Could not remove pg_stat - unsatisfied constraints (Directory not empty)

ocharles commented 4 years ago

I have been happily using tmp-postgres locally, but on CI I got:

Exception: /tmp/tmp-postgres-data-4de8de8b7e43c151/pg_stat: removeDirectoryRecursive:removeContentsRecursive:removePathRecursive:removeContentsRecursive:removeDirectory: unsatisfied constraints (Directory not empty)

I've never seen this before, any idea what could have happened?

jfischoff commented 4 years ago

ah crap.

This is a bug I'm really struggling to kill.

I think that as removeDirectoryRecursive is running new files are being added to the directory.

This is the silly hack I have left in.

https://github.com/jfischoff/tmp-postgres/blob/master/src/Database/Postgres/Temp/Internal/Config.hs#L393

The other thing I have tried is rename folder before removing but that also did not work.

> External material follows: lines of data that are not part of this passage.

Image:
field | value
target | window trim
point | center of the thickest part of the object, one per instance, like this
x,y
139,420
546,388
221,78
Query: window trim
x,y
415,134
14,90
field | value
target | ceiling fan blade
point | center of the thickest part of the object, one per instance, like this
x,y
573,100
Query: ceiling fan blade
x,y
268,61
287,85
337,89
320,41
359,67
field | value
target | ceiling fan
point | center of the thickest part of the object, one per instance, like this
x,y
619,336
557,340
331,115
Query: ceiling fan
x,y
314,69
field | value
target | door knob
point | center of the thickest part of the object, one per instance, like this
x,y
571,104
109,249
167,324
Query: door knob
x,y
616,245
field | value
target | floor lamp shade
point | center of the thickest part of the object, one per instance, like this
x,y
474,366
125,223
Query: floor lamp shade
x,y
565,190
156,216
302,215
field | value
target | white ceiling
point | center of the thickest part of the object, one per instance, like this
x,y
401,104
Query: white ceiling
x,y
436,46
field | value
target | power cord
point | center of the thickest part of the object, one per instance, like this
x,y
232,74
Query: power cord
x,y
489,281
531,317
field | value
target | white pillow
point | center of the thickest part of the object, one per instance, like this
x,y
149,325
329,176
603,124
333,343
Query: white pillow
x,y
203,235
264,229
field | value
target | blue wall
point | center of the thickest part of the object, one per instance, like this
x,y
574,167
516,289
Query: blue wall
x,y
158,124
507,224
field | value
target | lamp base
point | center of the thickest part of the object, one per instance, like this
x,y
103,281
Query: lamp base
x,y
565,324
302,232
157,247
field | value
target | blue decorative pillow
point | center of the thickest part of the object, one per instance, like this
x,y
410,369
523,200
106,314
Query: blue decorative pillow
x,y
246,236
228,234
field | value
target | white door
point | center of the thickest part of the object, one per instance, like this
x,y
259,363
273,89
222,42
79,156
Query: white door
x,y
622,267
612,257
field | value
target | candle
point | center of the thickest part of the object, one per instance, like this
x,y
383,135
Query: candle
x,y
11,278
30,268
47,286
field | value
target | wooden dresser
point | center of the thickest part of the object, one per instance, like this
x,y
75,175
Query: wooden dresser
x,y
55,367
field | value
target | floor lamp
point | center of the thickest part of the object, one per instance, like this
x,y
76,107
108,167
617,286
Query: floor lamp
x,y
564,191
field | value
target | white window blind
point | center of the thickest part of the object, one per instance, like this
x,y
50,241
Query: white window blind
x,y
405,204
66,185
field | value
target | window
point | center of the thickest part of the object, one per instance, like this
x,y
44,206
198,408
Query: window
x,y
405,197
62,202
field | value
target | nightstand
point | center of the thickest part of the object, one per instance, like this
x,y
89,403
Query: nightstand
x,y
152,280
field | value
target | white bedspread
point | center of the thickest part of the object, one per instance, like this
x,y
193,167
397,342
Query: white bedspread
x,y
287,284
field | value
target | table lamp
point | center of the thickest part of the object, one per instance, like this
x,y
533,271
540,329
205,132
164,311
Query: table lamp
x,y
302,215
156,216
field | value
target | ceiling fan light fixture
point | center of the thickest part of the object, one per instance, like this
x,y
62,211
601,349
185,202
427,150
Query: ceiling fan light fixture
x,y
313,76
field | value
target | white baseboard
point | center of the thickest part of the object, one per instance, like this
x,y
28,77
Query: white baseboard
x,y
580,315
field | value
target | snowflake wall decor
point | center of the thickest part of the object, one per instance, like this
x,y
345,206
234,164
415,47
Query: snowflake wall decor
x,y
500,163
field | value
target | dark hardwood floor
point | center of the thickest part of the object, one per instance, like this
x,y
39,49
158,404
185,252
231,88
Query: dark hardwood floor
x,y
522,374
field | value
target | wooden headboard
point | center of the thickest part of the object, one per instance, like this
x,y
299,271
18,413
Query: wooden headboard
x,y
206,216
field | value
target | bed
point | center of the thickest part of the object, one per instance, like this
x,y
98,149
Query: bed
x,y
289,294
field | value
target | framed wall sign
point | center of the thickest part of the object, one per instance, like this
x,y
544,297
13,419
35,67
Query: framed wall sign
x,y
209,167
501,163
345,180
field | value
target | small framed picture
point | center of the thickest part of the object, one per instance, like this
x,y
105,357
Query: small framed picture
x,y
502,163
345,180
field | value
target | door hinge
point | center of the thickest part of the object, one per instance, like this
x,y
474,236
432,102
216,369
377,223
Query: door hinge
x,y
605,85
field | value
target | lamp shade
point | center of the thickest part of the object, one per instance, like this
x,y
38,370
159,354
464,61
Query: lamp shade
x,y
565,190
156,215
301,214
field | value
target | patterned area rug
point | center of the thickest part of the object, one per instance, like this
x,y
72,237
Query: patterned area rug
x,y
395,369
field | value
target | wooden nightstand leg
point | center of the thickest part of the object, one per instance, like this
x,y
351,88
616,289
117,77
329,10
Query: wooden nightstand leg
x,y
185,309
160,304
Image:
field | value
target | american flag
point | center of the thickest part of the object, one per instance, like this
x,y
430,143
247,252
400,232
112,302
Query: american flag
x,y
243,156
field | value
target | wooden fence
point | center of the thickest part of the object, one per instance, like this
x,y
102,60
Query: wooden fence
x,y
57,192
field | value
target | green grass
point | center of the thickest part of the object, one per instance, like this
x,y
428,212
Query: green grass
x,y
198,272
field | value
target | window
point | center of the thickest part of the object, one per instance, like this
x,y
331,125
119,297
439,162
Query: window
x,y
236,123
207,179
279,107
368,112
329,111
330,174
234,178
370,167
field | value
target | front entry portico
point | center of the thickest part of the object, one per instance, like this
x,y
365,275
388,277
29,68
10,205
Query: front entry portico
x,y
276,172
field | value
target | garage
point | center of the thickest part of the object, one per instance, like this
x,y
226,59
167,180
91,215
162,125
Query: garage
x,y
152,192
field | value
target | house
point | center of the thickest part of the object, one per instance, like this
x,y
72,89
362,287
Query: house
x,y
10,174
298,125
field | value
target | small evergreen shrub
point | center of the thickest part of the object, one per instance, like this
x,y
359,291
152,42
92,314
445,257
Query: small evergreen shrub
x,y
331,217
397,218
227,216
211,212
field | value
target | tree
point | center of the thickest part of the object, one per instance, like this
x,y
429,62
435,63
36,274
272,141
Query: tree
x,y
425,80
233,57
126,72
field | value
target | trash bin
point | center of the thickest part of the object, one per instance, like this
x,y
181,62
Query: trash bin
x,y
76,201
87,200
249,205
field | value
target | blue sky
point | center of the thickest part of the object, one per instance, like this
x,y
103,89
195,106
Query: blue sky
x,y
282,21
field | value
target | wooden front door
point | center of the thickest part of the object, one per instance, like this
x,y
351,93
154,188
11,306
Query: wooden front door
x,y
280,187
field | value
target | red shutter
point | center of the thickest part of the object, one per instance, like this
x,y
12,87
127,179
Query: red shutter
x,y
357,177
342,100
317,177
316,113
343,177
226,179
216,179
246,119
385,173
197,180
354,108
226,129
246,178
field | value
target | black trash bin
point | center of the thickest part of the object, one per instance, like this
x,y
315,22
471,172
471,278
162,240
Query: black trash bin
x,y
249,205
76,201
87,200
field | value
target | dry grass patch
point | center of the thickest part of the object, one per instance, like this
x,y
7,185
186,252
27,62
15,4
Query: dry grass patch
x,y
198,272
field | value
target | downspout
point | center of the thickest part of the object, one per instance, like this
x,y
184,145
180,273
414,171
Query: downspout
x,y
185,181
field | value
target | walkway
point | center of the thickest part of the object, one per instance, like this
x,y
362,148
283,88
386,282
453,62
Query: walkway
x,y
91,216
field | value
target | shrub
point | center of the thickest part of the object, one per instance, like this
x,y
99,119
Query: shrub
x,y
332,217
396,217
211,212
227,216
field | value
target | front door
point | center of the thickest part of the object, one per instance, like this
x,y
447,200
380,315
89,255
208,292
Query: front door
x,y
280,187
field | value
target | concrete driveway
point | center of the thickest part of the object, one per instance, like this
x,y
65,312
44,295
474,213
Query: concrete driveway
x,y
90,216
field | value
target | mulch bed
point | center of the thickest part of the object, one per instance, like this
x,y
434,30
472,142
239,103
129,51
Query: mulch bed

I guess I should try the idea I had of locking the directories ... but I am not really sure what I was thinking because I would lock in the ~~same process~~ (I see now ... it is postgres that is writing into the folder so it would be a different process).

I could also just try deleting over and over again for some amount of time.

ocharles commented 4 years ago

Ah, you have experienced this too then?

jfischoff commented 4 years ago

Not recently but yes. I was pretty sure I had not solved it.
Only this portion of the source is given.